⚠️ Model quality matters enormously for legal work.
Small models that fit on a standard MacBook Air (≤16 GB RAM, 3B–7B parameters) perform very poorly at legal citation analysis — expect frequent hallucinations and missed errors. For reliable results you need ≥32B parameters, which require high-end workstation hardware. If you don't have that hardware, use a cloud provider instead.
Option A — LM Studio (recommended for Mac)
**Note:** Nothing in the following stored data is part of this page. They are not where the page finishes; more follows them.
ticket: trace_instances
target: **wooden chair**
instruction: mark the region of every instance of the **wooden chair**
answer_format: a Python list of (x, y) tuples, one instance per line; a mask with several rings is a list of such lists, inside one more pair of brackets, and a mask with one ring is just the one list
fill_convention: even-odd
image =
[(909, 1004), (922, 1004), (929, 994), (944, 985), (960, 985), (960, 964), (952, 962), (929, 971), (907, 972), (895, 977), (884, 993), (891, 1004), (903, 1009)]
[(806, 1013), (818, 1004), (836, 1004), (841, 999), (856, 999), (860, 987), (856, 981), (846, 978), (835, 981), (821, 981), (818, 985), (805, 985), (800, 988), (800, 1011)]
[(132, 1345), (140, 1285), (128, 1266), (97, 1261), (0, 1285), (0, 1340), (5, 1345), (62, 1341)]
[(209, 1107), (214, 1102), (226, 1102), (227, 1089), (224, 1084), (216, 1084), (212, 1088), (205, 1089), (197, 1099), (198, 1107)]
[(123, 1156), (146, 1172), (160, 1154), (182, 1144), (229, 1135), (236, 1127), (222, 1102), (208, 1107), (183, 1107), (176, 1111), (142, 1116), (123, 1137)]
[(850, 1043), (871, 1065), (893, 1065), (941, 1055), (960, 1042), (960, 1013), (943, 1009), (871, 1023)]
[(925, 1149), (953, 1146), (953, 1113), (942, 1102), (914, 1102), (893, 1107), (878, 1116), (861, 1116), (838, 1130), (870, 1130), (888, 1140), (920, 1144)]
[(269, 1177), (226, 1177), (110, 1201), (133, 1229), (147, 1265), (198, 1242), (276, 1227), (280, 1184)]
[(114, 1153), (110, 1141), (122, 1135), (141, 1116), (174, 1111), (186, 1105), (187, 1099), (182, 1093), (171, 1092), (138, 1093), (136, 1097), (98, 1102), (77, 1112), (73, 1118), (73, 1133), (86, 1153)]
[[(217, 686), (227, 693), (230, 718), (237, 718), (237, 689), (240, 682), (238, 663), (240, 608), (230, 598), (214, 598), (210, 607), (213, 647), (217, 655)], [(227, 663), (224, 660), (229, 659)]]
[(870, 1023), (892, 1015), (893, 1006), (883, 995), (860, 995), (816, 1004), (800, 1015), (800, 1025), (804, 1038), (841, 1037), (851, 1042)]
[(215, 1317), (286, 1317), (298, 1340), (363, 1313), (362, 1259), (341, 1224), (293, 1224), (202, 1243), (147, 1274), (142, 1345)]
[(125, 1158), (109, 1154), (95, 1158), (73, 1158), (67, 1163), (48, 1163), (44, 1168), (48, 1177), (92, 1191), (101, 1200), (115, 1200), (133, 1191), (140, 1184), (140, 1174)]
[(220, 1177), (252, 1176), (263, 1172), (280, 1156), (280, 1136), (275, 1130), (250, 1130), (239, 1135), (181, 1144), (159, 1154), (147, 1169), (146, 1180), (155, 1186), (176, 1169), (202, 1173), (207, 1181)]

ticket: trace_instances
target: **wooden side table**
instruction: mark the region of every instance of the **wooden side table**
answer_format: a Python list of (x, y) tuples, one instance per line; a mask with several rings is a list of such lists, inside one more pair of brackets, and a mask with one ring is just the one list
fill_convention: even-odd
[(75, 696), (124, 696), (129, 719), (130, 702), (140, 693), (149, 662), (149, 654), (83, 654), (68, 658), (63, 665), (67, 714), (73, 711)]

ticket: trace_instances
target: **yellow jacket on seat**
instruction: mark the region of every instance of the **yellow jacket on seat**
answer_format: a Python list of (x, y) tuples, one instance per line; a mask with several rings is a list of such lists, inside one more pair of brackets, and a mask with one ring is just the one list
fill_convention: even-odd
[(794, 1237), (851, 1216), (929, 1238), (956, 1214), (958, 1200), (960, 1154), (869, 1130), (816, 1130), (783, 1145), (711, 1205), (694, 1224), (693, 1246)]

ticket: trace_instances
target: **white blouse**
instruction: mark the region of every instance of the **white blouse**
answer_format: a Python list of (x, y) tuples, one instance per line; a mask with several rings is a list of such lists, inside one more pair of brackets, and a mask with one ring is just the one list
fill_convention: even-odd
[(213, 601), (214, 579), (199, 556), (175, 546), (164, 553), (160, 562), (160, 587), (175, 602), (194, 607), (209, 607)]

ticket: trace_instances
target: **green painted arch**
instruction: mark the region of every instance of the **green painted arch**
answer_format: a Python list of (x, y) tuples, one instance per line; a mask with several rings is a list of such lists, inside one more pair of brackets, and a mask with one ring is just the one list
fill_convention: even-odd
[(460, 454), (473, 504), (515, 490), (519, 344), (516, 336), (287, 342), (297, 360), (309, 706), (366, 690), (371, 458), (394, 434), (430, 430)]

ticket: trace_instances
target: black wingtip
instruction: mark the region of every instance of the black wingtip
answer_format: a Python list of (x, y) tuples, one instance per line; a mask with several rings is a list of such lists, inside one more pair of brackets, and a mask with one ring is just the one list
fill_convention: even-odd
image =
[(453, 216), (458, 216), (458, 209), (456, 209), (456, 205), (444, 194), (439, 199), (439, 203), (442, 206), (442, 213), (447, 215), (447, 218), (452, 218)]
- Download LM Studio and open it.
- Click the search icon and download your model:
• 8 GB RAM: qwen2.5-3b-instruct-mlx or llama-3.2-3b-instruct-mlx (~2 GB)
• 16 GB RAM: gemma-4-e4b-it-mlx or qwen3-14b-mlx
Download the MLX version (Apple Silicon only — 2–3× faster than Ollama)
- In the left sidebar, click Developer → toggle Enable local server on.
- Note the server address (usually
http://127.0.0.1:1234/v1).
- In cite.review Settings: set Base URL to
http://127.0.0.1:1234/v1, leave API Key blank.
- Set Model name to the exact identifier shown in LM Studio's server tab (e.g.
qwen2.5-3b-instruct-mlx).
Option B — Ollama (Windows / Linux / Mac)
- Download Ollama and install it.
- Open Terminal and pull your model:
• 8 GB RAM: ollama pull gemma4:e4b
• 16 GB RAM: ollama pull qwen3:14b
- Ollama starts automatically — no API key needed.
- In cite.review Settings: set Base URL to
http://localhost:11434/v1, leave API Key blank.
- Set Model name to the name you pulled (e.g.
qwen3:14b).
Even with a large model, local inference is slower than cloud providers and results may vary. For production legal work, a cloud provider is more reliable.